Inspiration

The project focuses on advancing robotics and automation, drawing inspiration from leaders such as Google DeepMind’s industrial AI, Amazon Robotics. It emphasizes ultra-low-latency inference for IoT and edge devices to enable real-time decision-making. Enterprise-grade AI agents are designed to deliver massive-scale optimization across complex operations. The work aligns closely with the priorities of teams at Amazon Robotics, Google Cloud, Meta Infrastructure and AWS IoT. By reducing downtime and boosting efficiency at scale, the solution saves millions and industries strongly value infrastructure that delivers this level of performance.

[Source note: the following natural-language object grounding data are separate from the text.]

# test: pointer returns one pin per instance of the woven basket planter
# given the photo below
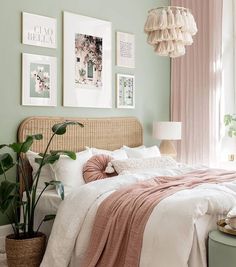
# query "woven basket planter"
(25, 252)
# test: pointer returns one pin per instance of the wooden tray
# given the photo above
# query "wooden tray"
(221, 226)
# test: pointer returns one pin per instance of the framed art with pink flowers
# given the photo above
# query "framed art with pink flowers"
(87, 62)
(39, 80)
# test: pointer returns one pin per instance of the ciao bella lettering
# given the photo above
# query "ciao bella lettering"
(42, 34)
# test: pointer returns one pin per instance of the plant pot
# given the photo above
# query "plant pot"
(25, 252)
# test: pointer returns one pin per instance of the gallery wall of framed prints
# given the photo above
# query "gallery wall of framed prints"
(87, 58)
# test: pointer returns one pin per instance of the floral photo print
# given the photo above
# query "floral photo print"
(40, 80)
(87, 62)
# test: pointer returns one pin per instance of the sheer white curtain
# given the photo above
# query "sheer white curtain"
(196, 82)
(228, 99)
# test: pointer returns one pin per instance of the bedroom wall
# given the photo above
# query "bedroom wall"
(152, 72)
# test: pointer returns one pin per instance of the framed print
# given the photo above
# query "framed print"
(125, 50)
(39, 30)
(87, 62)
(39, 80)
(125, 91)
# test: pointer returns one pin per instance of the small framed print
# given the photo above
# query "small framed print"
(125, 50)
(39, 80)
(125, 91)
(39, 30)
(87, 62)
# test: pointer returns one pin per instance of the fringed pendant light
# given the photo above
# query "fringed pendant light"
(170, 29)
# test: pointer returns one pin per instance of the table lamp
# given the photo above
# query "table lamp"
(166, 131)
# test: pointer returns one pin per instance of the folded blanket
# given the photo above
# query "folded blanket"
(117, 235)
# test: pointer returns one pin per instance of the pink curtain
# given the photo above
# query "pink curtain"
(196, 80)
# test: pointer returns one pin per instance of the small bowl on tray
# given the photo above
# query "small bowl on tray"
(221, 227)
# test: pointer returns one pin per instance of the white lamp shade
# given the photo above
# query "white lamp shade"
(167, 130)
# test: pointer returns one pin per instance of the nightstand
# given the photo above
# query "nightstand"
(221, 250)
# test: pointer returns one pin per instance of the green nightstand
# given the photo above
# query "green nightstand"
(222, 250)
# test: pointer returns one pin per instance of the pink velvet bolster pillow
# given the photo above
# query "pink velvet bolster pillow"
(95, 168)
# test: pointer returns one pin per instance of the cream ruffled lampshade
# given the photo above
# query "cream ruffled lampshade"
(170, 29)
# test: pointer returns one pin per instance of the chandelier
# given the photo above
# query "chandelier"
(170, 29)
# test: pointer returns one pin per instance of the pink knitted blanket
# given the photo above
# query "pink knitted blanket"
(116, 238)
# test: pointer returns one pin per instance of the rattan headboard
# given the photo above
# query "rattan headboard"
(104, 133)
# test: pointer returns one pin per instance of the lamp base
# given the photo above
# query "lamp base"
(167, 148)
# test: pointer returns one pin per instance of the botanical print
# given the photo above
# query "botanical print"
(40, 80)
(126, 91)
(88, 61)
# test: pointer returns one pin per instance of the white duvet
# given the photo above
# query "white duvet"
(175, 234)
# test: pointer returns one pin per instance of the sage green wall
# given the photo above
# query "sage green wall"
(152, 72)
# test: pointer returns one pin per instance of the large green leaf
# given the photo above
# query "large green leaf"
(49, 159)
(60, 128)
(6, 162)
(7, 194)
(59, 188)
(70, 154)
(25, 146)
(49, 217)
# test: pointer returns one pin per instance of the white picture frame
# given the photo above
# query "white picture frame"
(87, 62)
(125, 91)
(39, 30)
(39, 80)
(125, 50)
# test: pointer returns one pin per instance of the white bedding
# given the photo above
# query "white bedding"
(181, 222)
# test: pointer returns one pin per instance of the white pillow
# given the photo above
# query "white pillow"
(116, 154)
(69, 171)
(137, 147)
(144, 163)
(144, 152)
(46, 174)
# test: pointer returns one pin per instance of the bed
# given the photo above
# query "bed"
(177, 230)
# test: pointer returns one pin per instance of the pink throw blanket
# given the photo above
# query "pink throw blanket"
(116, 238)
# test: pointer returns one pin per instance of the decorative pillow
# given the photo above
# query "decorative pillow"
(46, 171)
(69, 171)
(143, 152)
(96, 168)
(115, 154)
(152, 163)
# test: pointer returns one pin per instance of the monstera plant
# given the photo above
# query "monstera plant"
(230, 122)
(21, 212)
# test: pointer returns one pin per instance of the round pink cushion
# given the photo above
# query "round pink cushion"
(95, 168)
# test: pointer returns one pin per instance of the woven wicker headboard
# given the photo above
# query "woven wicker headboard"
(104, 133)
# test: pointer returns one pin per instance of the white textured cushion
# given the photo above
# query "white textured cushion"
(69, 171)
(144, 163)
(46, 172)
(143, 152)
(115, 154)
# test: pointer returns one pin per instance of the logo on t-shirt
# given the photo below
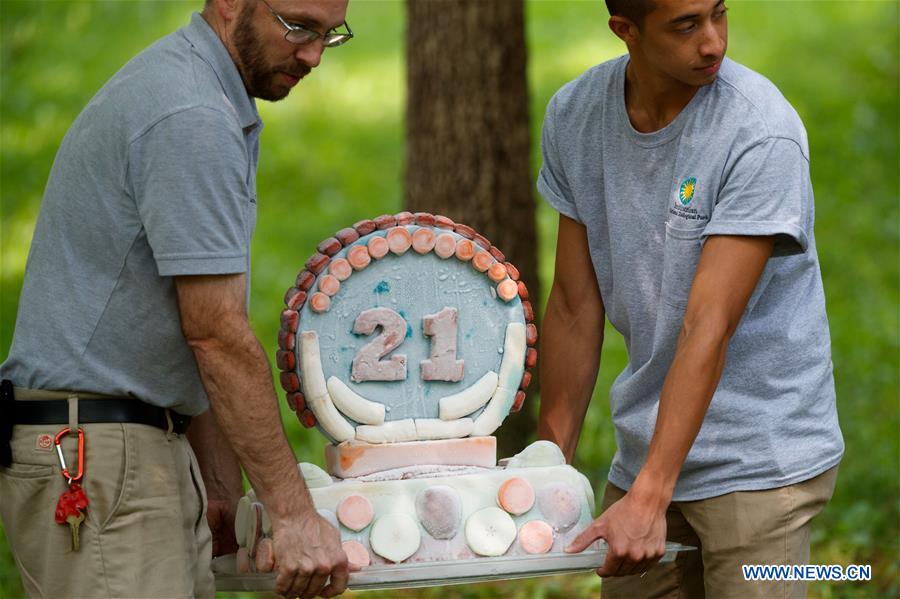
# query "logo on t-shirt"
(686, 190)
(684, 206)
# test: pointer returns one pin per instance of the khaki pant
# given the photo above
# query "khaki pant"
(746, 527)
(145, 534)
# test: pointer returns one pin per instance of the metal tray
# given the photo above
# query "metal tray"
(431, 574)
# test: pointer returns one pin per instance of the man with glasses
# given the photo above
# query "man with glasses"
(686, 217)
(133, 319)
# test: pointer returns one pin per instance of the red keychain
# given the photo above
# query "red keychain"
(73, 502)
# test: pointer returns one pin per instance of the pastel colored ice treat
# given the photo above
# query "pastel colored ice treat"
(406, 341)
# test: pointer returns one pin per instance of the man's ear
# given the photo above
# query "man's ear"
(226, 11)
(624, 29)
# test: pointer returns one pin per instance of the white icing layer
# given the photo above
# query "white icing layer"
(354, 405)
(470, 399)
(514, 347)
(389, 432)
(317, 398)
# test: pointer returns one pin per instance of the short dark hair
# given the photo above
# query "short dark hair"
(633, 10)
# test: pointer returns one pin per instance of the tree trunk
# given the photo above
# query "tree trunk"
(468, 137)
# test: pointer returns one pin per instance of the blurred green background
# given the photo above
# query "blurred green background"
(333, 153)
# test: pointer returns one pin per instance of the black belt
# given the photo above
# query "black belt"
(90, 411)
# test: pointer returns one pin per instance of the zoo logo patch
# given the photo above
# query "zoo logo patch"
(686, 191)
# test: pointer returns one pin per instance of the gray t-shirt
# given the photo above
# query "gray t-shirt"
(734, 162)
(156, 178)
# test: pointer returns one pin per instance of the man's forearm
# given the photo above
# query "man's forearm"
(218, 462)
(237, 379)
(686, 394)
(571, 341)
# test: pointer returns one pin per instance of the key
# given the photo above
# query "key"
(75, 519)
(70, 510)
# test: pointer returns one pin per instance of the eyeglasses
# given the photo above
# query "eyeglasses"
(298, 34)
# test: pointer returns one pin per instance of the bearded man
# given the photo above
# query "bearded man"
(138, 273)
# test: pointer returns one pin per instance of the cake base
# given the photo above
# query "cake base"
(351, 459)
(444, 513)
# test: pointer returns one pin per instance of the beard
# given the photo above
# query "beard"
(258, 75)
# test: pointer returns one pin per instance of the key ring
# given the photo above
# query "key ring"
(62, 459)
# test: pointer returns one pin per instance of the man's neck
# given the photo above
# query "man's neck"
(652, 101)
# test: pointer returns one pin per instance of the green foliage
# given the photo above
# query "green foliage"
(333, 153)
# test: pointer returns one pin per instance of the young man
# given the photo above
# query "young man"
(686, 218)
(133, 309)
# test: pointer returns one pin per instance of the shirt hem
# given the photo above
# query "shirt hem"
(757, 228)
(749, 485)
(211, 265)
(557, 202)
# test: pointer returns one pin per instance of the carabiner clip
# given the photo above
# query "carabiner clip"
(62, 459)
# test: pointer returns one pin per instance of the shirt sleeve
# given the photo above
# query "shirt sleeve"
(767, 192)
(189, 178)
(552, 182)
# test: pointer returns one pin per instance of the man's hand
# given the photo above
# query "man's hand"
(634, 530)
(308, 551)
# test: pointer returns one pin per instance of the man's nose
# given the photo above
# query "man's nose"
(311, 54)
(713, 41)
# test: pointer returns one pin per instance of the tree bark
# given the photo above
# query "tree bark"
(468, 137)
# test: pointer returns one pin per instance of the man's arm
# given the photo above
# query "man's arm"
(571, 340)
(221, 477)
(238, 381)
(635, 526)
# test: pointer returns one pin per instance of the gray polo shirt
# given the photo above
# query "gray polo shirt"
(156, 178)
(734, 162)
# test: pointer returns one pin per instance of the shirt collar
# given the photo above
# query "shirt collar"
(210, 48)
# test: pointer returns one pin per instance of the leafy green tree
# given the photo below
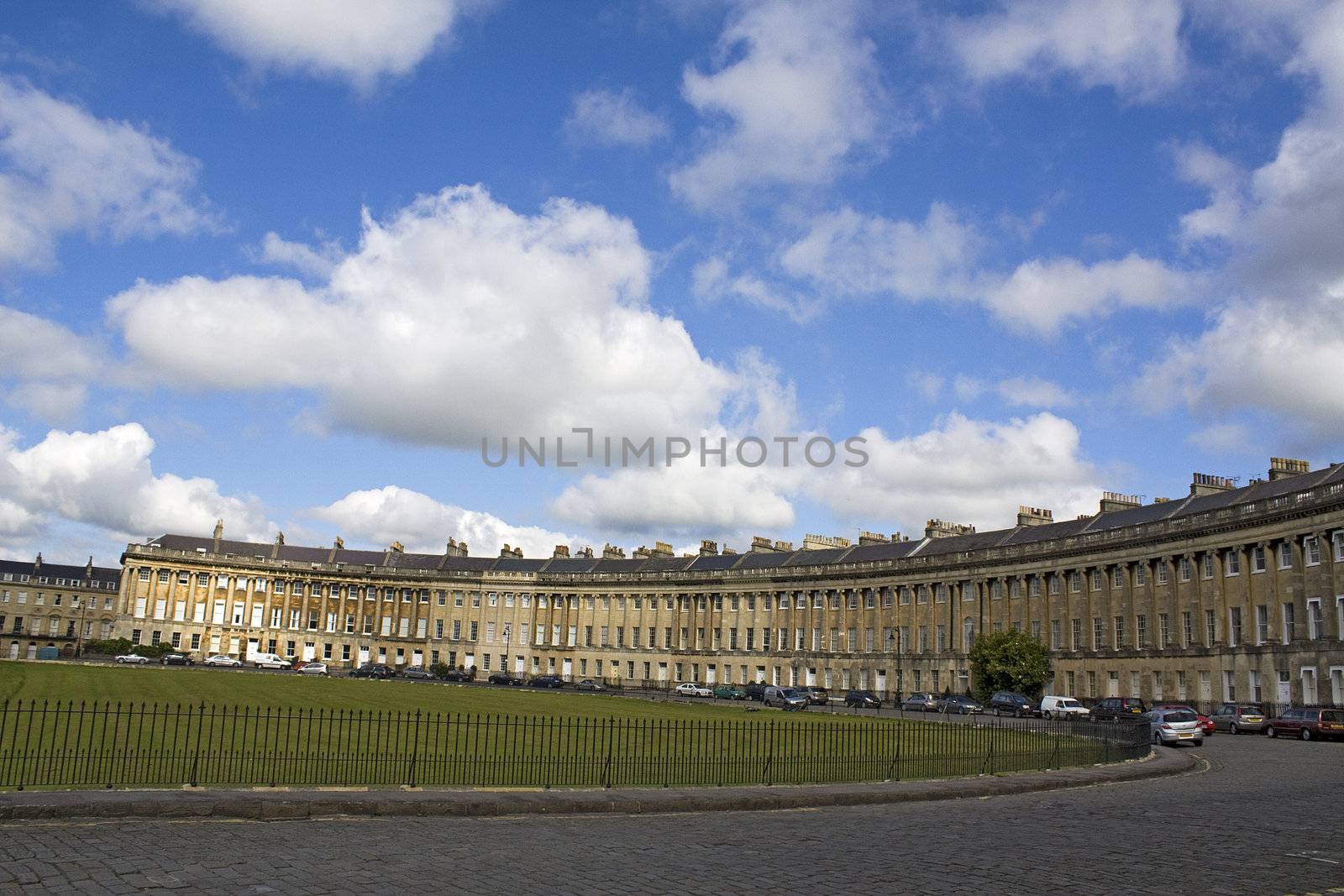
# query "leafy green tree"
(1008, 661)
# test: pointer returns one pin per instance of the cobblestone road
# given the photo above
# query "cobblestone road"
(1265, 819)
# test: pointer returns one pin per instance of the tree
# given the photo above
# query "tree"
(1008, 661)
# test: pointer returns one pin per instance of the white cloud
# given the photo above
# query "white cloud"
(682, 501)
(393, 513)
(1133, 46)
(1263, 355)
(45, 364)
(105, 479)
(609, 118)
(1045, 295)
(965, 470)
(351, 39)
(800, 97)
(65, 170)
(454, 320)
(313, 262)
(846, 254)
(859, 254)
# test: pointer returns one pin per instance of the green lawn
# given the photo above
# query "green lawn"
(81, 726)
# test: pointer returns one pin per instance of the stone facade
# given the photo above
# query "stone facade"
(49, 605)
(1229, 593)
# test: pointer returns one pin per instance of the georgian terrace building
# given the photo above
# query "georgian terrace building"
(49, 605)
(1227, 593)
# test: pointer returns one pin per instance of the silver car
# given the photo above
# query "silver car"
(1173, 727)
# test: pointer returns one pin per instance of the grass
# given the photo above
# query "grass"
(152, 727)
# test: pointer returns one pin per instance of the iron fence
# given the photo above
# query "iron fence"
(105, 745)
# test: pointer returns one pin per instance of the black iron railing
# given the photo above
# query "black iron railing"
(104, 745)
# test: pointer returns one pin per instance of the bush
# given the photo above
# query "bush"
(1008, 661)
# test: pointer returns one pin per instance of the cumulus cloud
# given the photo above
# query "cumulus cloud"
(611, 118)
(1133, 46)
(302, 257)
(848, 254)
(423, 524)
(1016, 391)
(454, 320)
(349, 39)
(44, 365)
(800, 98)
(965, 470)
(1267, 356)
(105, 479)
(857, 254)
(65, 170)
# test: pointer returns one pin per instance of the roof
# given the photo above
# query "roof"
(754, 560)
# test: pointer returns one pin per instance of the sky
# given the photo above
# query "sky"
(308, 266)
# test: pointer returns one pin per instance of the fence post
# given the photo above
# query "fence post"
(606, 768)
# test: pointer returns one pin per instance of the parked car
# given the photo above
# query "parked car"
(960, 705)
(1173, 726)
(1057, 707)
(1308, 723)
(1236, 718)
(1206, 725)
(784, 698)
(1010, 703)
(376, 671)
(920, 703)
(1119, 708)
(546, 681)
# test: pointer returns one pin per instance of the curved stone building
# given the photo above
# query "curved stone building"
(1226, 593)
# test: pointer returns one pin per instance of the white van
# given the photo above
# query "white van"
(1057, 707)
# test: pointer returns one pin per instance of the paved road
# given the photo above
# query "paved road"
(1263, 819)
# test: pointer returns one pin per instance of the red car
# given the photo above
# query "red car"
(1310, 723)
(1206, 725)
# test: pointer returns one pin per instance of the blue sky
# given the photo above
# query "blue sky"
(288, 264)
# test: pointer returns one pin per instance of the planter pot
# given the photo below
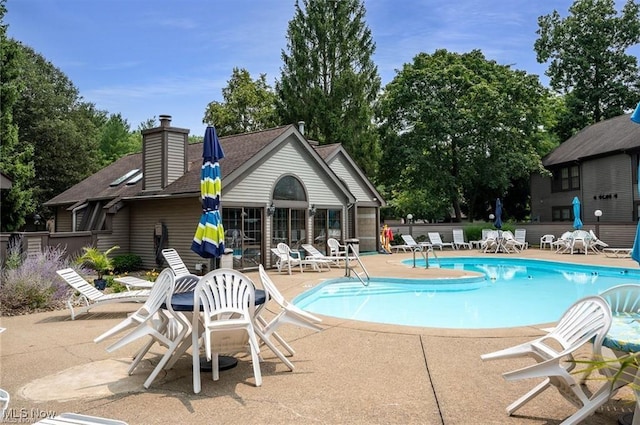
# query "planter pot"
(100, 284)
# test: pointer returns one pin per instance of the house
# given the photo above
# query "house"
(276, 187)
(599, 165)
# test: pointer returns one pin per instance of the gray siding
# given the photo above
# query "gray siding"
(258, 185)
(608, 186)
(152, 176)
(63, 220)
(176, 156)
(181, 216)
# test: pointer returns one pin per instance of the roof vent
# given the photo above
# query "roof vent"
(165, 120)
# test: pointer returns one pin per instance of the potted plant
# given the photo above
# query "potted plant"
(99, 262)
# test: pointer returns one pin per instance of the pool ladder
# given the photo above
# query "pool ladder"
(348, 268)
(424, 251)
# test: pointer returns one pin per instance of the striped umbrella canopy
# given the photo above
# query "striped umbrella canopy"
(635, 252)
(498, 222)
(208, 241)
(577, 223)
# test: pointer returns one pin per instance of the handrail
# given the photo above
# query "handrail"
(348, 267)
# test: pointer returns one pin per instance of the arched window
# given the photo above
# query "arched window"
(289, 188)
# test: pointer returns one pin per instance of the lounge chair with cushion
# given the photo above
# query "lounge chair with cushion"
(84, 292)
(586, 321)
(436, 241)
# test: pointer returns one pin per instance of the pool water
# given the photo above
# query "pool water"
(511, 292)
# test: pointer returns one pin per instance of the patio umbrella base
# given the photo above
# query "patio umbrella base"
(626, 419)
(224, 363)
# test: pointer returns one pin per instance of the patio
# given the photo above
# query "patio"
(350, 373)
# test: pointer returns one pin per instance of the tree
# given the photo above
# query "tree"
(458, 129)
(16, 159)
(53, 121)
(329, 80)
(588, 57)
(248, 105)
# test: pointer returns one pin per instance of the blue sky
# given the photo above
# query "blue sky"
(145, 58)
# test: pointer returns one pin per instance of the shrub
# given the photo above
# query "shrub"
(32, 283)
(126, 263)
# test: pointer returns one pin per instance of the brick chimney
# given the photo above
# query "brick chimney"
(164, 154)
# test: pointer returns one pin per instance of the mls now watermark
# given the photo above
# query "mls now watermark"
(27, 416)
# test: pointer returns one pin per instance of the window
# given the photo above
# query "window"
(289, 189)
(566, 178)
(562, 213)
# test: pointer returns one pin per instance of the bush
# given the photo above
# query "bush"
(31, 283)
(126, 263)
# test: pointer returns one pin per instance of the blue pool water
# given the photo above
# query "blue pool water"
(511, 292)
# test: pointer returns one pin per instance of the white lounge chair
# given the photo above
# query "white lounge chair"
(436, 241)
(521, 237)
(563, 243)
(596, 244)
(227, 298)
(458, 239)
(585, 321)
(175, 262)
(85, 292)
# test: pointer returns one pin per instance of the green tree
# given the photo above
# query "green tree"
(16, 159)
(115, 139)
(248, 105)
(329, 80)
(457, 130)
(589, 63)
(52, 120)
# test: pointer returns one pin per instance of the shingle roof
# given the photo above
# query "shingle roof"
(614, 135)
(237, 148)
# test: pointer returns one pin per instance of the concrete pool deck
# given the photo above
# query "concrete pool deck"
(350, 373)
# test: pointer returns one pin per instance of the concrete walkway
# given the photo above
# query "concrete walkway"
(350, 373)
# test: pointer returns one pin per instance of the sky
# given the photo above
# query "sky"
(146, 58)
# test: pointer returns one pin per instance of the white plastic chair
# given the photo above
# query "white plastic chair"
(521, 237)
(288, 314)
(587, 320)
(165, 327)
(458, 239)
(175, 262)
(227, 298)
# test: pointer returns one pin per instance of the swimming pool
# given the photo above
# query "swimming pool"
(512, 292)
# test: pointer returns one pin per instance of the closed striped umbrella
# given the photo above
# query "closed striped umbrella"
(208, 241)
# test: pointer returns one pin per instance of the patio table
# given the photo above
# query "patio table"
(624, 338)
(183, 303)
(133, 282)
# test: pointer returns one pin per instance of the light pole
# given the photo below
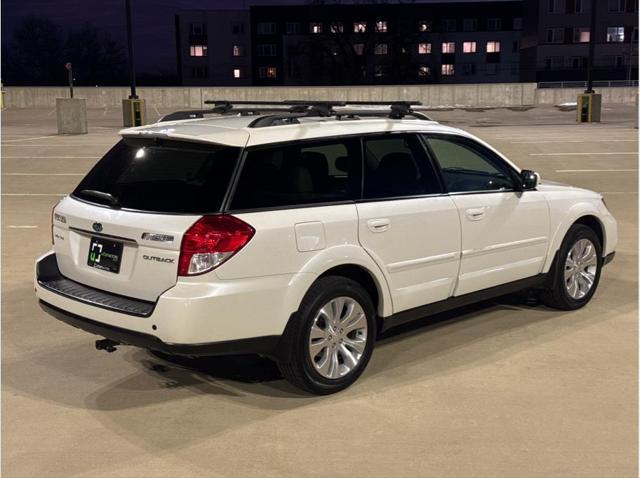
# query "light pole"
(592, 48)
(133, 108)
(132, 71)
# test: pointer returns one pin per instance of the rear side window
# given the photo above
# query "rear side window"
(299, 174)
(162, 176)
(397, 166)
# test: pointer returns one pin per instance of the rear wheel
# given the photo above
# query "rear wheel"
(332, 339)
(576, 270)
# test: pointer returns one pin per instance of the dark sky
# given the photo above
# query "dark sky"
(153, 20)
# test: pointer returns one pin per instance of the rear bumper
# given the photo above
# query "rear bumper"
(198, 316)
(266, 346)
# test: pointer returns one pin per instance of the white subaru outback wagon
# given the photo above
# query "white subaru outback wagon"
(300, 231)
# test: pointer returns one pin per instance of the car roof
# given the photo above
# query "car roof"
(236, 130)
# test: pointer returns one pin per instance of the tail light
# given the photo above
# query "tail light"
(211, 241)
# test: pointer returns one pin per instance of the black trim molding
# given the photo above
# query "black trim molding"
(462, 300)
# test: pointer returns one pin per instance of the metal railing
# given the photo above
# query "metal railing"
(583, 84)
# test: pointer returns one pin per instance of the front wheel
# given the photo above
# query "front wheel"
(333, 337)
(576, 272)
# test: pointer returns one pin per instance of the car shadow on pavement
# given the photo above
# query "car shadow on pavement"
(243, 372)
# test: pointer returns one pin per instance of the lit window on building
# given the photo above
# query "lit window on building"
(267, 49)
(492, 68)
(493, 47)
(424, 48)
(494, 24)
(359, 27)
(336, 27)
(448, 69)
(470, 24)
(293, 28)
(555, 35)
(616, 6)
(556, 6)
(615, 61)
(581, 35)
(380, 71)
(448, 47)
(425, 26)
(199, 71)
(424, 71)
(266, 28)
(382, 26)
(615, 34)
(450, 25)
(381, 49)
(469, 47)
(198, 29)
(553, 62)
(578, 62)
(468, 69)
(267, 72)
(198, 50)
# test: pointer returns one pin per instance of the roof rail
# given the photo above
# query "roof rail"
(288, 111)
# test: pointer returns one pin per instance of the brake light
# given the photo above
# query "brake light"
(211, 241)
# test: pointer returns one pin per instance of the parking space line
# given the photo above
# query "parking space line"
(51, 145)
(52, 157)
(26, 139)
(43, 174)
(572, 141)
(595, 170)
(32, 194)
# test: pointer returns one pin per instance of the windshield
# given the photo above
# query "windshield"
(158, 175)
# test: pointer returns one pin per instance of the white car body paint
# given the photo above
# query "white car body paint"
(417, 251)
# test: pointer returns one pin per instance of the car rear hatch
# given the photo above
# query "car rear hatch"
(121, 229)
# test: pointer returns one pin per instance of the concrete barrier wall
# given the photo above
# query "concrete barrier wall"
(554, 96)
(163, 98)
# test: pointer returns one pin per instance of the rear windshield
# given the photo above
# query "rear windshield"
(161, 176)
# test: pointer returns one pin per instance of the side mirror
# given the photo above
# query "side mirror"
(529, 179)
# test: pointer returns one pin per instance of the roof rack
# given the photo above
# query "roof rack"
(274, 113)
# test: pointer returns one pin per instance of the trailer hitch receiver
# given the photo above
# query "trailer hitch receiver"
(107, 344)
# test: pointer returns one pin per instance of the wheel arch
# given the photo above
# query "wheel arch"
(587, 217)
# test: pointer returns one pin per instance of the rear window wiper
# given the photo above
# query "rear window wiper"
(102, 195)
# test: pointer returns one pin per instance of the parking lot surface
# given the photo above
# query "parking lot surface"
(502, 389)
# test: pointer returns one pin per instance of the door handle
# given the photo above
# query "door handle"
(379, 225)
(476, 214)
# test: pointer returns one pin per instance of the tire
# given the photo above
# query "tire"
(567, 292)
(337, 354)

Industrial facilities lose billions annually to unplanned equipment downtime and inefficient operations. Traditional monitoring systems react to failures after they occur rather than predicting and preventing them. The gap between sensor data collection and actionable insights, combined with manual procurement processes and reactive maintenance strategies, creates opportunities for AI-driven optimization. Manufacturing contributes significantly to global energy consumption and emissions, making energy optimization both economically and environmentally necessary.

What it does

FactoryBrain AI monitors industrial equipment sensors in real-time, predicts machine failures 24-168 hours before occurrence using machine learning models, automatically orders spare parts through AI-negotiated supplier agreements, reduces energy consumption and CO2 emissions by optimizing machine workloads and scheduling, and notifies operators through voice alerts when critical conditions are detected. The system operates autonomously with minimal human intervention, requiring only supervisor approval for procurement orders and maintenance ticket assignments.

List of Features,

Real-Time Machine Monitoring: Tracks temperature, vibration, pressure, power consumption from 20+ machines with 30-second data refresh, displays current readings and 24-hour history charts on dashboard.

Anomaly Detection: Identifies abnormal sensor patterns using Random Forest classifier with 92% accuracy, generates alerts when anomaly score exceeds 0.75 threshold, classifies issues as overheating, mechanical stress, or pressure abnormality.

Failure Prediction: Predicts machine failure probability 24-168 hours in advance using Gradient Boosting regression, estimates remaining useful life in hours, identifies contributing factors from sensor trends.

Ultra-Low Latency Inference: Routes ML predictions through Cerebras Cloud SDK achieving sub-50ms response times for real-time control loop decisions and immediate anomaly detection.

Voice Alert System: Generates natural language audio notifications through ElevenLabs API for critical alerts, provides machine-specific repair instructions in five-step procedures, logs verbal operator commands.

Autonomous Procurement: Monitors inventory levels with configurable reorder thresholds, queries multiple suppliers for pricing, applies AI negotiation strategies reducing costs by average 12%, creates purchase orders showing savings calculations.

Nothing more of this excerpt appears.